Arrastro los pies rumbo al baño donde Dorian ocupa todo el espacio y me cuelo para sentarme a orinar. Se rasura con una navaja antigua de afeitar de mango de hueso de toro. Sus extravagancias de cirujano me gustan y por ello me cuesta terminarlo como a mis ex's.
El filo sobre la epidermis desgaja vello y células muertas. Un hilillo rojo escurre desde un poro y Dorian lo recoge con el dedo para chuparlo. Se limpia y sale a ponerse esa colonia que aborrezco.
Morosamente, me levanto para enjuagarme el rostro y cepillarme los dientes. Cuando vuelve, me hace a un lado con un empujón para usar el espejo, sin disculparse.
A veces suele ser algo brusco.
Con liviano rencor, sobo el moretón en la muñeca que Dorian me apretó hace unos días y la huella de dientes en mi hombro.
Se cree vampiro. ¿Por eso le gusta la sangre? Puede ser violento, pero vaya, posee autocontrol. Un hombre que hace craneotomías no carece de consagración o delicadeza. ¿Cierto? Solo es... apasionado.
–¿Qué guardas en el estudio? –me pregunta de repente.
–¿Papeles?
–Me refiero a lo que hay en la trampa del suelo.
–¿Hay una trampa? –respondo con extrañeza.
Dorian asiente–. Podría ser dinero... o un cuerpo –dice con malicia–. Esta casa es vieja.
–Dorian, no hagas cirugía en mi piso por favor.

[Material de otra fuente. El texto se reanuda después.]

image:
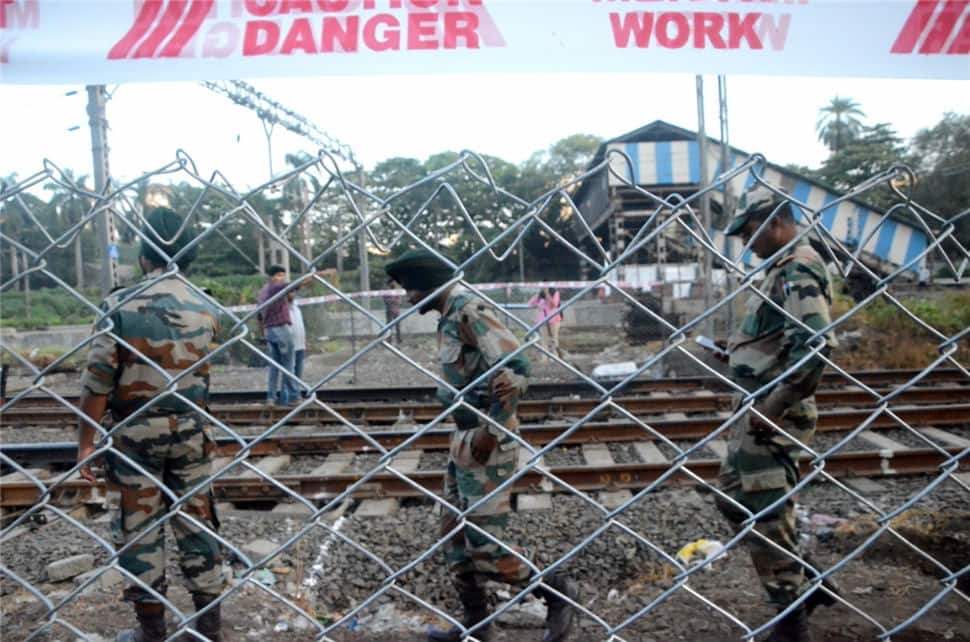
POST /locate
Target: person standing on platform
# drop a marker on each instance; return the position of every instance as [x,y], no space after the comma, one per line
[299,338]
[548,303]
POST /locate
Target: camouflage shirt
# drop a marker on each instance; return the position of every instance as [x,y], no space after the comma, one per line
[471,339]
[168,325]
[768,342]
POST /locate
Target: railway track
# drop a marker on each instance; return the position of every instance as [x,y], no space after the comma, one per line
[363,413]
[546,390]
[883,457]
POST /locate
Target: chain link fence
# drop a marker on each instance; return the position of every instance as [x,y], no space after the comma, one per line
[622,549]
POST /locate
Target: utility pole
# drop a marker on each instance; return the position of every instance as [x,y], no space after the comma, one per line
[727,199]
[272,113]
[98,121]
[362,245]
[704,201]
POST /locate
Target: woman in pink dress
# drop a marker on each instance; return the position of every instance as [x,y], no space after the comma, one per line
[548,303]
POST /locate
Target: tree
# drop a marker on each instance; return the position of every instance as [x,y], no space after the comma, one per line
[838,123]
[875,150]
[941,157]
[561,162]
[70,208]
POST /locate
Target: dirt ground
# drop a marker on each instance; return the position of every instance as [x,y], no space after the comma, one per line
[889,583]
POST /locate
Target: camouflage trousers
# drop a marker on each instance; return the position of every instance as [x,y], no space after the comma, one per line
[175,450]
[466,482]
[757,471]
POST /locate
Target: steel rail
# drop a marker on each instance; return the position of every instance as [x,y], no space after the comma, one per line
[538,435]
[878,463]
[545,390]
[529,409]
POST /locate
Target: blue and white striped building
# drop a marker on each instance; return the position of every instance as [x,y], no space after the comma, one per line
[665,159]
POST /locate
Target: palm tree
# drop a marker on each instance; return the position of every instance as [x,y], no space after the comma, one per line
[838,122]
[71,208]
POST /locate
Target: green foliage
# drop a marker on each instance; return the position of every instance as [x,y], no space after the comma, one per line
[873,151]
[48,307]
[949,314]
[839,123]
[941,157]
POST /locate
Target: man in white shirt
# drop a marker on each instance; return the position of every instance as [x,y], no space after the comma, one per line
[299,338]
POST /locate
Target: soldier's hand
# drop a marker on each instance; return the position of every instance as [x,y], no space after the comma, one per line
[483,443]
[448,523]
[506,385]
[759,428]
[721,356]
[83,452]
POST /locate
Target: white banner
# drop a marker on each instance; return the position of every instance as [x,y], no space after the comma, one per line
[108,41]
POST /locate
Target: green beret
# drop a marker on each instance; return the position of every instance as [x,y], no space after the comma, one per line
[161,226]
[757,200]
[419,270]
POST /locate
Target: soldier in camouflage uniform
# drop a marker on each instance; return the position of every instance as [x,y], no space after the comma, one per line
[166,326]
[472,339]
[761,464]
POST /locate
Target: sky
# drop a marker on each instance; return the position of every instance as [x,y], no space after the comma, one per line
[508,116]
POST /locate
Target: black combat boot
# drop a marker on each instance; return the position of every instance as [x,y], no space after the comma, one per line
[475,603]
[209,623]
[792,628]
[560,614]
[151,621]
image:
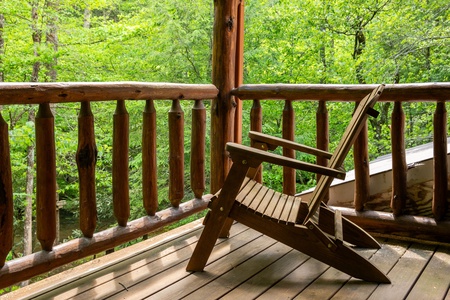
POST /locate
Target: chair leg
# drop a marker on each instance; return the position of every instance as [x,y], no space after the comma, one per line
[206,243]
[218,217]
[225,232]
[353,234]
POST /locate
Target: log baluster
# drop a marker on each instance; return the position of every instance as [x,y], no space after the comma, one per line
[439,205]
[45,177]
[198,136]
[362,172]
[121,199]
[399,167]
[6,194]
[176,153]
[288,133]
[149,166]
[223,77]
[86,158]
[256,125]
[323,138]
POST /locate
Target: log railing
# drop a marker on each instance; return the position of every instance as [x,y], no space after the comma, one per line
[94,242]
[438,93]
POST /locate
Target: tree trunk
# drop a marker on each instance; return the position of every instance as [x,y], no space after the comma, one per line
[2,46]
[28,227]
[28,221]
[51,39]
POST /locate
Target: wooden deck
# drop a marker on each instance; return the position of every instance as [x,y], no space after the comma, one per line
[248,265]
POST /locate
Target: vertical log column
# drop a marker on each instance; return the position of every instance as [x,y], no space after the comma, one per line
[6,194]
[45,177]
[399,167]
[323,139]
[121,198]
[288,133]
[239,76]
[149,166]
[256,125]
[223,77]
[440,188]
[362,172]
[198,136]
[176,155]
[86,159]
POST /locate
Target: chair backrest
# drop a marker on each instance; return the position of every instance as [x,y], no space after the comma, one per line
[359,118]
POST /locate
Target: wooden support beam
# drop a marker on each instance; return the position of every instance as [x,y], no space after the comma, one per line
[45,177]
[288,134]
[323,137]
[362,172]
[440,189]
[120,182]
[405,227]
[345,92]
[40,262]
[176,154]
[86,158]
[149,166]
[399,167]
[223,77]
[198,137]
[61,92]
[6,194]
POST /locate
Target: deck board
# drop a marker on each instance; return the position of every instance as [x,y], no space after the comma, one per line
[248,265]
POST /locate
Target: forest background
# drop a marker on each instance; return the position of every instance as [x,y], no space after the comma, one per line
[302,41]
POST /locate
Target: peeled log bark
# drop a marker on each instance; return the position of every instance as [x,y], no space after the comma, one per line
[45,177]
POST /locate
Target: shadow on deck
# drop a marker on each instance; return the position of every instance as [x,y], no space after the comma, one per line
[248,265]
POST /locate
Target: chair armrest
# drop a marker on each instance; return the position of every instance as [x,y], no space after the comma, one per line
[274,142]
[254,157]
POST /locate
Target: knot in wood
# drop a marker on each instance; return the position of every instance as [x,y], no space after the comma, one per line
[230,23]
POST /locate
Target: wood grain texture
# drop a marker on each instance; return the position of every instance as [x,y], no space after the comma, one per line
[62,92]
[344,92]
[120,173]
[198,144]
[6,194]
[45,177]
[86,158]
[149,165]
[176,153]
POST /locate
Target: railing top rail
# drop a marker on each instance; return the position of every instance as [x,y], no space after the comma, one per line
[438,91]
[63,92]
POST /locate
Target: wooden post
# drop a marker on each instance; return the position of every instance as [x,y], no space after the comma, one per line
[239,77]
[288,133]
[362,172]
[149,166]
[399,167]
[6,194]
[323,138]
[176,155]
[256,125]
[223,77]
[439,205]
[45,177]
[86,158]
[198,136]
[121,199]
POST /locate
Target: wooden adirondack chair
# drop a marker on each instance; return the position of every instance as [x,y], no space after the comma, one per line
[310,227]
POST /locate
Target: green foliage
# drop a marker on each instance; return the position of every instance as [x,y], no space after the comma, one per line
[308,41]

La mirada de Dorian se vuelve inquisitiva. Su curiosidad científica ama los misterios, el juego.
Abre y cierra la navaja repetidas veces con un muñequeo. Quizá debería dejarlo hacer lo que quiere. Después de todo la casa necesita renovaciones (yo necesito renovaciones).
Acerca la navaja abierta a mi rostro y en segundos mi tic de la mejilla reaparece.
–Podría ayudarte a sacarlo –insiste acariciando la convulsión involuntaria del músculo junto a mi boca–. Si es dinero, no nos caería mal la plata extra. Si es un cadáver...
¡Un cadaver!
Las piernas me tiemblan conforme me apresuro en arreglarme y, aunque aún no empieza su turno, sale conmigo.
Al doblar en la esquina, me detengo con el impulso de volver. Mi intuición me pide que me cerciore de que se ha marchado, así que me asomo por el borde, lo espío. Tras un momento exhalo de alivio; hasta que lo veo volver y mi respiración se entrecorta.
¿De dónde sacó esa hacha?
No debería correr de regreso, pero lo hago. Salto las escaleras de dos en dos y lo encuentro en el estudio. Está hincado dando arcadas para descargar un vómito acuoso junto a la operación que realizaba al suelo con el hacha, misma hacha que levanto para cercenarle el cuello. Necesitaré renovar la tarima maciza para esconder un cofre más ancho. Tres cabezas no cabrán en el viejo.